It's hard to prove the exodus from D.C. has helped Md.

The Economy

February 17, 1997|By Jay Hancock

MARYLAND'S biggest statistical mystery of 1996 wasn't Brady Anderson's home-run anomaly.

It was a strange divergence in the state's employment statistics, one that may spell a bittersweet, early warning not only about Maryland population trends but about the future of the country's capital.

About 2.7 million Marylanders were working at the end of 1996, almost 100,000 more than had jobs at the start, according to reports based on household surveys. It was stupendous, 4 percent growth, equal to Maryland's best showing from the kinetic 1980s and the fulfillment of ardent political wishes from Lexington Park to LaVale.

The problem: Those rosy findings are directly contradicted by another jobs report, a government indicator based on surveys of employers, not households. Maryland-based companies added only 10,000 jobs last year, not 100,000, this report says.

The difference is huge, even by the fudgy factors of government economic surveys. And it puzzles even the people in the Department of Labor, Licensing and Regulation who collect the data.

Some of the job gap can be explained away.

Thousands of Marylanders commute to work in Washington and nTC Virginia, and when surveyors call them at home and ask if they're employed, the commuters say, "Yes." But if they work in Washington or Reston, their jobs aren't counted in the Maryland employer survey.

So one possible reason for the gap: Tens of thousands of Marylanders suddenly got hired in the healthy Northern Virginia economy last year.

But that can't bridge the entire statistical canyon, economists believe, or even most of it. Nor can other factors, such as counting soldiers, sailors and the self-employed in one survey but not the other.

The biggest factor of all, one analyst guesses, may lie in another cross-border development, one as political and civil in nature as economic.

Why might the number of employed Maryland residents have suddenly spiked last year? Look to Washington's accelerating decay, its budget crises, its control board takeover, its crime, its police, its struggling schools.

People are leaving the District. They're keeping their Washington jobs, but they're moving to Prince George's, Montgomery, Frederick, Charles counties. They're substantially boosting the roster of employed Marylanders even as the number of Maryland-based jobs grows more sluggishly.

This, at least, is Pat Arnold's hypothesis. "People are changing their residence, and Maryland is benefiting from that," said Arnold, Maryland's director of labor market analysis.

Arnold can't prove his hunch. He mentioned it to me in a conversation speculating on the job gap.

Nobody can prove it. The U.S. Census Bureau is years behind present reality, and municipal planners are still adjusting their own views of how Washington's problems will play out. Most of the 1996 tax returns, which will ultimately help resolve the mystery, haven't been filed yet.

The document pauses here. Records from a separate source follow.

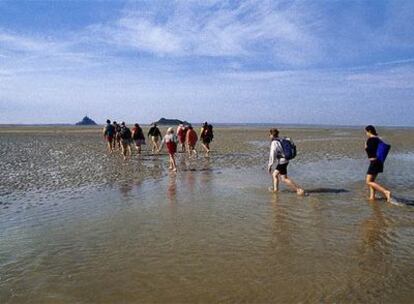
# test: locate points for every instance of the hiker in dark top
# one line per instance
(109, 133)
(375, 165)
(138, 137)
(154, 134)
(277, 156)
(206, 136)
(125, 137)
(117, 141)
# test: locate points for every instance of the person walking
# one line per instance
(181, 134)
(138, 137)
(154, 134)
(109, 133)
(277, 156)
(125, 138)
(191, 139)
(171, 141)
(375, 165)
(206, 136)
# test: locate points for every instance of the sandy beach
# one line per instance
(79, 225)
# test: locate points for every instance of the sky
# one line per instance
(309, 62)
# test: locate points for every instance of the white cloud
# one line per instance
(249, 29)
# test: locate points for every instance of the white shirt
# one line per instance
(276, 154)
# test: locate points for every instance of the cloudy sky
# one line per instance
(319, 62)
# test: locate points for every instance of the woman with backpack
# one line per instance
(376, 166)
(171, 141)
(206, 136)
(125, 137)
(109, 133)
(279, 156)
(138, 137)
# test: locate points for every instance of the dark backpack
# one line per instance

But if you check for evidence of recent, accelerating district flight, it's there. "I would say that's a correct assumption," said Donald Bobrow, owner of Century 21 AAA Realty in Clinton, Md. AAA deals with homes in D.C. and Maryland's Prince George's and Charles counties, and "certainly the impression I am getting from my agents" is that a Washington exodus is helping to drive suburban Maryland's vibrant home market, he said.

"The standard reasons we see are better schools, less crime, and they want their kids to grow up in a place where they're not worried about stray bullets," Bobrow said.

Washingtonians have been moving to Maryland for decades. Net migration into the state from the District was 138,000 between 1980 and 1994, according to the Maryland Office of Planning. And the migrants keep rising; in 1994, the most recent year for which results are available, 12,500 more people moved into Maryland from Washington than vice versa.

That was the most in at least 15 years.

In Charles County, on Washington's Southeastern flank, "There's certainly no doubt that we're getting a lot of residential growth," said planning director Steve Magoon. "We are in receipt of a lot of young families, young couples that are married and starting families."

Exactly where they're coming from, Magoon doesn't know. But, he says, "There's certainly plenty of anecdotal evidence around the state that people are moving out of urban areas, primarily because of crime issues, education issues."

State tax tills are another place that might give clues about the employment puzzle.

If Maryland really did receive an accelerated burst of District-employed Washington refugees last year, it would show up in tax receipts. D.C. employers would have sent payroll-tax checks here.

In fact, Maryland tax receipts swelled 7.5 percent from July through December, said Ann Franklin, economist for the state Board of Revenue Estimates.

"We have seen Maryland income tax withholding really take off in the last half of calendar 1996," she said. "It's on a pace more consistent with the household survey than the [employer] establishment survey."

Like other analysts, Franklin cites other reasons that could explain the job gap and the revenue bulge. And she notes that both the household and the employer job surveys are almost always subject to substantial revision.

But even if they're all wrong, Washington's difficulties proceed. And the migrants increase.